Lastly, one or more Device/VirtualMachine objects can now be assigned to a VRF. A VRF must be assigned to a Device/VirtualMachine before it may be assigned to an Interface/VMInterface. This is the modeling equivalent of creating a VRF in the device configuration before it may be used on an interface.

IPAddress to Interface relationship was inverted

In Nautobot 1.x the relationship from an IPAddress to an Interface/VMInterface was done by way of a foreign key to Interface/VMInterface on the IPAddress object. This implementation was flawed in that if a need arose to assign the same IP address to multiple interfaces, it required the creation of duplicate IPAddress objects with the same host address in order to assign each one to a different Interface/VMInterface.

As of Nautobot 2.0, this relationship was inverted. Now an Interface/VMInterface has a many-to-many relationship to IPAddresses. This allows the same IPAddress object to be assigned to multiple Interface/VMInterface objects without the need to create duplicate IPAddress objects.

VRF is now assigned to Interface/VMInterface, not IPAddress

A new foreign key to VRF has been introduced to Interface/VMInterface.

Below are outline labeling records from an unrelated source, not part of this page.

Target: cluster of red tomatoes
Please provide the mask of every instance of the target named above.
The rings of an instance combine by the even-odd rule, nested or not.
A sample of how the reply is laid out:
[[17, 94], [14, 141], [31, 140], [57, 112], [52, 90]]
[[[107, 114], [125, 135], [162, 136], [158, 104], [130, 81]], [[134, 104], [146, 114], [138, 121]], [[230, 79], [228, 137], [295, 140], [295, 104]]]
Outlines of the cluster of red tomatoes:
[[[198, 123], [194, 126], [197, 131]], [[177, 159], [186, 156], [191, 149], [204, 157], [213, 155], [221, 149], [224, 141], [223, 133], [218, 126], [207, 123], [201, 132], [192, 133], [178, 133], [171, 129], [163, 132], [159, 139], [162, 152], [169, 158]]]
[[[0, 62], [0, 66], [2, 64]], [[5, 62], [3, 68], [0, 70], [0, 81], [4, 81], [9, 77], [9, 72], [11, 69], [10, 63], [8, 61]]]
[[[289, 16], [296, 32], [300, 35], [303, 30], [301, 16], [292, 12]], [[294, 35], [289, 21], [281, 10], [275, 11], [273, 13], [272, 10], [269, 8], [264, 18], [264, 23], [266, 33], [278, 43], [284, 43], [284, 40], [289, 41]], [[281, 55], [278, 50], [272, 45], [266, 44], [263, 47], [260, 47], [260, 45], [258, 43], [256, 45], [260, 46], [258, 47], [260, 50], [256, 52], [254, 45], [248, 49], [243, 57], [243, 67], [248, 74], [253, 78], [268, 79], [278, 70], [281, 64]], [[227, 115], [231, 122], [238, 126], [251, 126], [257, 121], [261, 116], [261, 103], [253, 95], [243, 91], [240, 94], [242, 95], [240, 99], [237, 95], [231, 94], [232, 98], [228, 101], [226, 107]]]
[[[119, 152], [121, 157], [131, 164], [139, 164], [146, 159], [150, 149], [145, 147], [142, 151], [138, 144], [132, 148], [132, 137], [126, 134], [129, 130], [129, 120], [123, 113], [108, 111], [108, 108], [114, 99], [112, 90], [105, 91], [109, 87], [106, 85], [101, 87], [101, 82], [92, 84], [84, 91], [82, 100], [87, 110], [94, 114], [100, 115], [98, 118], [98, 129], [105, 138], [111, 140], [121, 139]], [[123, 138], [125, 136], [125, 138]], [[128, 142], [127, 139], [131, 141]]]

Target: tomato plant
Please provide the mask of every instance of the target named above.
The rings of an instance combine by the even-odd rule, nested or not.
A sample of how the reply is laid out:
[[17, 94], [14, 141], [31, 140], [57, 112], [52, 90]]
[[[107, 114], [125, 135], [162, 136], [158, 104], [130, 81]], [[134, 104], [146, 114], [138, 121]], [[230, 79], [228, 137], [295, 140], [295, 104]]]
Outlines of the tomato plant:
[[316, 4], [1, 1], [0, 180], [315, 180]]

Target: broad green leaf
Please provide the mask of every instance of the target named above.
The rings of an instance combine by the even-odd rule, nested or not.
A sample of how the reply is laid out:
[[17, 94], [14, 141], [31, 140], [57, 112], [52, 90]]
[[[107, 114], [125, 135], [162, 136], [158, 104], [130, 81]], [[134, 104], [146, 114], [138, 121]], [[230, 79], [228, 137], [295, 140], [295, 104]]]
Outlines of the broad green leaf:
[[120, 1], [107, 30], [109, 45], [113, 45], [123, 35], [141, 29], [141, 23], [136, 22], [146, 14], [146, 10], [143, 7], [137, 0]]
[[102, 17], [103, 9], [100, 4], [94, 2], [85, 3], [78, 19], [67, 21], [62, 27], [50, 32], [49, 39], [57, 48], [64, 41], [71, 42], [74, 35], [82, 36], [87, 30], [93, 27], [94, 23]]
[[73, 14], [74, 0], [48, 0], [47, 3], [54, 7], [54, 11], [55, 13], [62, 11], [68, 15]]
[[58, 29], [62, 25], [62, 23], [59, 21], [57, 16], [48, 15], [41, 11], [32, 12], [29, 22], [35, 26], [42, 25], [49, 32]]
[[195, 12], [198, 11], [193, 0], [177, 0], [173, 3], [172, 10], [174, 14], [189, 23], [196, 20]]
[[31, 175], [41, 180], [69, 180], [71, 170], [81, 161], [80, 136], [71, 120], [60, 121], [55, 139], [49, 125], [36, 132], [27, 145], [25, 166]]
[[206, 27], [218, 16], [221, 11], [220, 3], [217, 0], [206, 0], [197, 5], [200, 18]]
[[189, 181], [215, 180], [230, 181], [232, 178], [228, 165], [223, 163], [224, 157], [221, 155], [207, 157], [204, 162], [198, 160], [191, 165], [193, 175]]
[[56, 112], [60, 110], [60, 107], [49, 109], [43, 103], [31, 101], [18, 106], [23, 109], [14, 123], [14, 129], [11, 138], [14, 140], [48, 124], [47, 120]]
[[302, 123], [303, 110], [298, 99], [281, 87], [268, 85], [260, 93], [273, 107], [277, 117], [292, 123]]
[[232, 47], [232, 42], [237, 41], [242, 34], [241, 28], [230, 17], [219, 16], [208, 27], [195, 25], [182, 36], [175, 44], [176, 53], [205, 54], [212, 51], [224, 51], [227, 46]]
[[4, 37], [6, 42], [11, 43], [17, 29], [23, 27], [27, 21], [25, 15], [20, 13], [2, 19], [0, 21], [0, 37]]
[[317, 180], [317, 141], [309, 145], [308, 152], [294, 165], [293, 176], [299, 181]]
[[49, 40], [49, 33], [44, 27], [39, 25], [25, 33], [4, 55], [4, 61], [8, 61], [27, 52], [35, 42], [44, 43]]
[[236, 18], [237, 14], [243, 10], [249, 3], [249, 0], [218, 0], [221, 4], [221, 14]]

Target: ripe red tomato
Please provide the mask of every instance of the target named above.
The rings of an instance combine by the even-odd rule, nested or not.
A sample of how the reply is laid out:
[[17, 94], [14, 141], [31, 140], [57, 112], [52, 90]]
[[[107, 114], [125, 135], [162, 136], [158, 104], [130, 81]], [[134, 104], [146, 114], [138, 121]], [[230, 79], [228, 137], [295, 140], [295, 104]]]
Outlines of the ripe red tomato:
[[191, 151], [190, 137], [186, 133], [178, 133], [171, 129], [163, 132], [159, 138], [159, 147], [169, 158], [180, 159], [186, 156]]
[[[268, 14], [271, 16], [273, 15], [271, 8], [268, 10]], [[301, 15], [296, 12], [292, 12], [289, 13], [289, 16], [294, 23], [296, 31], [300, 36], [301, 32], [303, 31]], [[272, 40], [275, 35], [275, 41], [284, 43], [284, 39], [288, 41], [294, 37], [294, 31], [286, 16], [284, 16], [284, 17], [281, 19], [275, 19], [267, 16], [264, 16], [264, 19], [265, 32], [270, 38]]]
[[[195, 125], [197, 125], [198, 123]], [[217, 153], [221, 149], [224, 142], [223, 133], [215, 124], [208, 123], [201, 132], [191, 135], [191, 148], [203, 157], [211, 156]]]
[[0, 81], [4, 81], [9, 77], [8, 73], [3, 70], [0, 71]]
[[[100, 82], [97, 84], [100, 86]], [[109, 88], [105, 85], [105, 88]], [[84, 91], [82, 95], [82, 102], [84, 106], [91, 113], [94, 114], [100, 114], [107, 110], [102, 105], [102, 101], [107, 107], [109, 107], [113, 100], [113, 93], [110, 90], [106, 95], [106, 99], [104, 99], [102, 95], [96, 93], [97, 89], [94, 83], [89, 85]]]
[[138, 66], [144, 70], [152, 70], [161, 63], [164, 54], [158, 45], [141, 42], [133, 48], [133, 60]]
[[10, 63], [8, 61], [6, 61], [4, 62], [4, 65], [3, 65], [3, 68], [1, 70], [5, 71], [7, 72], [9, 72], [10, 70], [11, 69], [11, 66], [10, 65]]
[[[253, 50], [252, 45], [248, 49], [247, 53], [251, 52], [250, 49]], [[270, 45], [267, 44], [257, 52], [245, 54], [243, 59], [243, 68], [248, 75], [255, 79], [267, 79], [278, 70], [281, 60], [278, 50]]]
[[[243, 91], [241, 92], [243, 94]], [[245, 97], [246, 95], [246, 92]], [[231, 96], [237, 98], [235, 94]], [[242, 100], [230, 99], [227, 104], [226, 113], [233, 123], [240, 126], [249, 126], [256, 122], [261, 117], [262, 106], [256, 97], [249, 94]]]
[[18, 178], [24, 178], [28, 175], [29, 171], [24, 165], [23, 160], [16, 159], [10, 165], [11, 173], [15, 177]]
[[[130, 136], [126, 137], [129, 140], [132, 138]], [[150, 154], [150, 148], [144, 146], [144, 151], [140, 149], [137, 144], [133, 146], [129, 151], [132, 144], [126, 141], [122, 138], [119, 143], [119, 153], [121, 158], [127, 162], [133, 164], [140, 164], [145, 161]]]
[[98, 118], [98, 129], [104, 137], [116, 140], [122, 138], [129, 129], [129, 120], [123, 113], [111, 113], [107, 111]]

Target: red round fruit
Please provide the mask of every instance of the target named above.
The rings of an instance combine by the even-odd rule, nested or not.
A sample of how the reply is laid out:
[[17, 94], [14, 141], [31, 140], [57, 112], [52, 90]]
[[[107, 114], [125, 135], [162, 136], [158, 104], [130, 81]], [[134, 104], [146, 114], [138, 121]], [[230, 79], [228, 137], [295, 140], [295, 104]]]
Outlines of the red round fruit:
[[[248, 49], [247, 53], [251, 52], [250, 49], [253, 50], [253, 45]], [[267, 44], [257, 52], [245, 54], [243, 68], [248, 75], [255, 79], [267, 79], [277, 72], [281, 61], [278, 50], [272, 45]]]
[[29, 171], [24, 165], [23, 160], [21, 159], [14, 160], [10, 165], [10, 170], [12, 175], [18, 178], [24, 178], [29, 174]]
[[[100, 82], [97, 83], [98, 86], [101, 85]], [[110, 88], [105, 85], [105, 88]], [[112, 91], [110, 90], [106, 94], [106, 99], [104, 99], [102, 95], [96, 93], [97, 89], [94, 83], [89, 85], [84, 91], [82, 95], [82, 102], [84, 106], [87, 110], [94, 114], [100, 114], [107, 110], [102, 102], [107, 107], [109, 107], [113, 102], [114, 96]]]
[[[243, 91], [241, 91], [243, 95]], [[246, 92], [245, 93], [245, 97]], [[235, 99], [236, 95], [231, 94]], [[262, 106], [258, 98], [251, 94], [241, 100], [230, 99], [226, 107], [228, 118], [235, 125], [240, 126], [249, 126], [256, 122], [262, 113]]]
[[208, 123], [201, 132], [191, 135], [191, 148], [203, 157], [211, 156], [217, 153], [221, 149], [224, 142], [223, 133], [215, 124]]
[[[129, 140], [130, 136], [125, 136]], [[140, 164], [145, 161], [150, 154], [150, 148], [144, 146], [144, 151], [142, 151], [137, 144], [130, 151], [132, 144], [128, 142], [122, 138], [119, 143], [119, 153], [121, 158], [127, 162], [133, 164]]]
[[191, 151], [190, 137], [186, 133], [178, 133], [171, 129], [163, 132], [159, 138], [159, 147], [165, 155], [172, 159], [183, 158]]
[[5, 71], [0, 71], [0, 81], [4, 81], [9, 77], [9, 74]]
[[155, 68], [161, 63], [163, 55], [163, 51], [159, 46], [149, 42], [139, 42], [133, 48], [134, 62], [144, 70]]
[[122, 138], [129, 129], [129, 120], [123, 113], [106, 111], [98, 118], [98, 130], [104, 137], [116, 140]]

  • A VRF must be assigned to a Device before it may be assigned to an Interface
  • A VRF must be assigned to a VirtualMachine before it may be assigned to an VMInterface

This addresses a fundamental flaw in which an Interface could have multiple IPAddress objects assigned with conflicting VRFs, which is impossible in practice when applied to a network device configuration.

Primary IPv4/IPv6 no longer unique

On Device and VirtualMachine objects, the primary_ip4 and primary_ip6 fields were changed from a one-to-one field--which is a foreign key with a uniqueness constraint--to a foreign key, dropping the uniqueness constraint.

This was necessary to support the case where the same IPAddress object may be assigned to one or more Interface/VMInterface objects to share a (non-duplicated) primary IPAddress record, reducing the need to proliferate duplicate IPAddress objects merely for the purpose of facilitating Interface/VMInterface assignments.